Chairman of the Joint Chiefs of Workers Gen. Mark Milley downplayed criticisms that the USA isn’t offering Ukraine with all the weapons it’s requesting, saying that “in warfare, no weapons system is a silver bullet, ever.”

“So no weapons system, singular weapons system ever, quote unquote turns the steadiness,” Milley mentioned at a information convention in Brussels alongside Protection Secretary Lloyd Austin. 

Milley mentioned that if the Ukrainians use the weapons programs the US and different allies are offering correctly, “they ought to have the ability to take out a big quantity of targets.”

He additionally complimented them as “top-notch gunners” on the Triple 7 Howitzers, and he anticipated them to even be superb on the Excessive Mobility Artillery Rocket System, often called HIMARS, a lighter wheeled system able to firing lots of the identical forms of ammunition as MLRS.

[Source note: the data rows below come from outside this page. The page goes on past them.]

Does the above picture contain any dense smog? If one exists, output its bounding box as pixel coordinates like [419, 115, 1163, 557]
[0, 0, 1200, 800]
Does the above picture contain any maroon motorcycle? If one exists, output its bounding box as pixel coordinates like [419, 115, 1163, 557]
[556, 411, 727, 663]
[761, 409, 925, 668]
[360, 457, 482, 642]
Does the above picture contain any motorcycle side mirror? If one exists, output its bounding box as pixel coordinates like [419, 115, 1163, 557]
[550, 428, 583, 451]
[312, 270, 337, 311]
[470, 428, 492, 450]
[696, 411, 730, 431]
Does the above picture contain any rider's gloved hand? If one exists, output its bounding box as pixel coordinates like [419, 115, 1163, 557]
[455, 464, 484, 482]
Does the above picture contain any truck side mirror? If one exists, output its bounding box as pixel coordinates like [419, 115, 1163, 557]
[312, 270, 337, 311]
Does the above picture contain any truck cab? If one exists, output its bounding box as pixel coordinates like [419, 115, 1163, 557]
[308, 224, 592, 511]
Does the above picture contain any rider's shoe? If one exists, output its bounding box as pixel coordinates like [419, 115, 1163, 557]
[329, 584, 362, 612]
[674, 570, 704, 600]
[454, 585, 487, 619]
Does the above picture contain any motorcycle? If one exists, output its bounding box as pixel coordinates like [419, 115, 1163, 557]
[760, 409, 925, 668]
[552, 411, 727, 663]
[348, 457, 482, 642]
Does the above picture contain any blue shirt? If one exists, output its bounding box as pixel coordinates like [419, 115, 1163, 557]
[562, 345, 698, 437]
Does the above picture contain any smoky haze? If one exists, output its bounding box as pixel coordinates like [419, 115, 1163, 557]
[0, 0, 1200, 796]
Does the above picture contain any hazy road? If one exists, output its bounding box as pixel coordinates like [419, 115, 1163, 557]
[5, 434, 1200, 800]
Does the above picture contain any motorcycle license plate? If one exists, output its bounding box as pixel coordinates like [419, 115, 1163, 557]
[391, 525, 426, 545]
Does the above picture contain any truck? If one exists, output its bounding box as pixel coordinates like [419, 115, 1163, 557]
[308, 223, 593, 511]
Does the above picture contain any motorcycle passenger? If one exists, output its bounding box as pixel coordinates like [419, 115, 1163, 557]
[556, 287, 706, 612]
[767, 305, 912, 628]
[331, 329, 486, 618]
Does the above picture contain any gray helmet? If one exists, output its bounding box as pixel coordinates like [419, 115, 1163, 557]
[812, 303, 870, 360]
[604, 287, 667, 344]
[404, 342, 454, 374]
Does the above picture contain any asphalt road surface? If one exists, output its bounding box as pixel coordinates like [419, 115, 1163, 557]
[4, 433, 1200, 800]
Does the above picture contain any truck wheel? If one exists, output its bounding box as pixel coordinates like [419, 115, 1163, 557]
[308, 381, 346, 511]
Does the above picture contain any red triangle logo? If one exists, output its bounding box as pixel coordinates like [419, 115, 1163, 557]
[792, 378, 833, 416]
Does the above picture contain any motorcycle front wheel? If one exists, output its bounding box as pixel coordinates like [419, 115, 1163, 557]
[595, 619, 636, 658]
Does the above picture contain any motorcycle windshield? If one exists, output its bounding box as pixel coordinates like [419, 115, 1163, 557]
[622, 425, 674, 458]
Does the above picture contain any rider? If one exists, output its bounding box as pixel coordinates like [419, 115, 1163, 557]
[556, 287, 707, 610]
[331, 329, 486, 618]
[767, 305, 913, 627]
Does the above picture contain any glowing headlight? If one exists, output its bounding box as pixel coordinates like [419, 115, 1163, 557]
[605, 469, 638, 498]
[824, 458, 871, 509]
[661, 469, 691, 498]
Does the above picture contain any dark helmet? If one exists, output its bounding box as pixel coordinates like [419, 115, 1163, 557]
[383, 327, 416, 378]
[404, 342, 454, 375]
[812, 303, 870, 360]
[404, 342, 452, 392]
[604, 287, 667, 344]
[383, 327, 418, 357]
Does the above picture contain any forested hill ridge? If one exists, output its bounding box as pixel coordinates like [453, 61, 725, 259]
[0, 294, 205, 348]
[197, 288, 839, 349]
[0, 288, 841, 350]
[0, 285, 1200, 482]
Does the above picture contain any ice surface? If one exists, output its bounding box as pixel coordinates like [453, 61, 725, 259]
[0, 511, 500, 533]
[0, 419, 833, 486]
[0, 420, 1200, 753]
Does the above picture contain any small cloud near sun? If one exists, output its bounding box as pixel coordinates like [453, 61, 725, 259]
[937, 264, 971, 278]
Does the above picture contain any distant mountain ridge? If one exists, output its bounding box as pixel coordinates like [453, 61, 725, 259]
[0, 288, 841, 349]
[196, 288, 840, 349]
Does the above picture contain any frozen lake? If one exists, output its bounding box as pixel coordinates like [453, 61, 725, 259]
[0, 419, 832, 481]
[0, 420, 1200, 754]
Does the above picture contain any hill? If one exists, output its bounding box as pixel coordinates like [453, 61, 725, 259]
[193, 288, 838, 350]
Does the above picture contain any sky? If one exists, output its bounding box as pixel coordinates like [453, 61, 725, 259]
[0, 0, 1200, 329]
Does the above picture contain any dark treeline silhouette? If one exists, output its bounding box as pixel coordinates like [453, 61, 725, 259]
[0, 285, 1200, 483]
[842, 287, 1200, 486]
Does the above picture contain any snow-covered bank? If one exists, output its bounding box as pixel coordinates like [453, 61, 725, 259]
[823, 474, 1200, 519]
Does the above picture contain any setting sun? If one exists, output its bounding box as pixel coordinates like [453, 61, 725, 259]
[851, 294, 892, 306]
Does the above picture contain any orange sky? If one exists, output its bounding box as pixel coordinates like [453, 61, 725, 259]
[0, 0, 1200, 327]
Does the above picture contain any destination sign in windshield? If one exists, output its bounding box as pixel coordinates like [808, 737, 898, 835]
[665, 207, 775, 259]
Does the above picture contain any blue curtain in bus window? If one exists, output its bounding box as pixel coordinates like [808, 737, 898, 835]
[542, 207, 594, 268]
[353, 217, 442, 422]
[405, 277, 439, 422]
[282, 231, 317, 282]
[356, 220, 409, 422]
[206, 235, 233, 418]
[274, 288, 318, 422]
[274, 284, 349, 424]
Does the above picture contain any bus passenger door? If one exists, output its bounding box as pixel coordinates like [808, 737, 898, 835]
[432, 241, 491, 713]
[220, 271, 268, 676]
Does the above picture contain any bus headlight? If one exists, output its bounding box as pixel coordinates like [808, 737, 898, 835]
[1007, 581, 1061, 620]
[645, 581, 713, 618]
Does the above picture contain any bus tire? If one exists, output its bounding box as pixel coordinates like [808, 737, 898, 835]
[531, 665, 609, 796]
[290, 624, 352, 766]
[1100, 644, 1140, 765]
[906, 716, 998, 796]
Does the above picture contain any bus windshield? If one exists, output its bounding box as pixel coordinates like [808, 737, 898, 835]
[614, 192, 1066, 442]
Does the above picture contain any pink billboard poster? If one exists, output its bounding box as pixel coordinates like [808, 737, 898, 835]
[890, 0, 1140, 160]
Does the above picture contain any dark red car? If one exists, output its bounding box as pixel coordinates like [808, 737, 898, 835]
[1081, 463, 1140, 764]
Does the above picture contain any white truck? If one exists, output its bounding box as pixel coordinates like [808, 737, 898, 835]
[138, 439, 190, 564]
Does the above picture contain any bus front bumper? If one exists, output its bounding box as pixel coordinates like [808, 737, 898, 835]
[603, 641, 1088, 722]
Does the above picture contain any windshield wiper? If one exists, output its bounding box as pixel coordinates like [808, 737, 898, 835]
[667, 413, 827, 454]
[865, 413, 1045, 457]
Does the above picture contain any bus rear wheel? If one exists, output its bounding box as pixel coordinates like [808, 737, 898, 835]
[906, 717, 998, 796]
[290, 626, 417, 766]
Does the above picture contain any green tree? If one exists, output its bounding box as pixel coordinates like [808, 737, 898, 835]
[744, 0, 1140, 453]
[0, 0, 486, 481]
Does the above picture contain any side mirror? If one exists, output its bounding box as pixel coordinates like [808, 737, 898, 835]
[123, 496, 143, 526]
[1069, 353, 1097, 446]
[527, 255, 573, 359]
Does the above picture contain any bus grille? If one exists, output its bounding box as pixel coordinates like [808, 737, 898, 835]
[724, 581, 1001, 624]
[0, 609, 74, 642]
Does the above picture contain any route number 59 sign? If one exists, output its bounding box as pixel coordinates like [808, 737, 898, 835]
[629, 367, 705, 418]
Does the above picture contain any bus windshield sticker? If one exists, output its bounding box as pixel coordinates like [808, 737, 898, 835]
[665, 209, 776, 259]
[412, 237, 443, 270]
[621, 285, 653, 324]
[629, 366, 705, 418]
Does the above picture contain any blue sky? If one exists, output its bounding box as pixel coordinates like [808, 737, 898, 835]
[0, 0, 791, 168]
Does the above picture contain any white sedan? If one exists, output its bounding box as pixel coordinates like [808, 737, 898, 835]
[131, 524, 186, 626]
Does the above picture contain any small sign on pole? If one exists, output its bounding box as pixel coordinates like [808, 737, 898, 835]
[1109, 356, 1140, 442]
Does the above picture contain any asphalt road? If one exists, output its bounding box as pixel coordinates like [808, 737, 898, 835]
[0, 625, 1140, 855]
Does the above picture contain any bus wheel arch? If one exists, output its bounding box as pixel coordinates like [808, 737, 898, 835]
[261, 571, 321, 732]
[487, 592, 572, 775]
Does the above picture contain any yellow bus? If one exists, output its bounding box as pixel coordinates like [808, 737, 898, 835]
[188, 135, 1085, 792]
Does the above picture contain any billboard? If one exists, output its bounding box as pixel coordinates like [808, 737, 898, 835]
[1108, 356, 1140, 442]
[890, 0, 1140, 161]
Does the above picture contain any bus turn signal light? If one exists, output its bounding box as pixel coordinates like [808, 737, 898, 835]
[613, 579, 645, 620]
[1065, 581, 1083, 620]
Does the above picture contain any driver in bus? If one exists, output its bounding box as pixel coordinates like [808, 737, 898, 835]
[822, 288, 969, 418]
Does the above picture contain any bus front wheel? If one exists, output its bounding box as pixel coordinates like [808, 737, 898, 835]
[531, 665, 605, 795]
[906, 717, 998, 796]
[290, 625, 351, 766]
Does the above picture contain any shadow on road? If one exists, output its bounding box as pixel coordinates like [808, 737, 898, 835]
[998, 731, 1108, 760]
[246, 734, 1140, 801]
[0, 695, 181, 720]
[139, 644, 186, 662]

Milley mentioned he believes Ukraine will have the ability to maintain the struggle, regardless of media reviews that say round 100 Ukrainian forces are killed and one other 100 to 300 persons are wounded every day.

“Your means to endure struggling, your means to endure casualties, is instantly proportional to the item to be attained. And if the item to be attained is survival of your nation, then you definitely’re going to maintain it,” Milley mentioned.

He mentioned that he believed Ukraine would proceed to struggle “so long as they’ve management, and so they have the means by which to struggle,” akin to “ammunition, artillery tubes, et cetera.”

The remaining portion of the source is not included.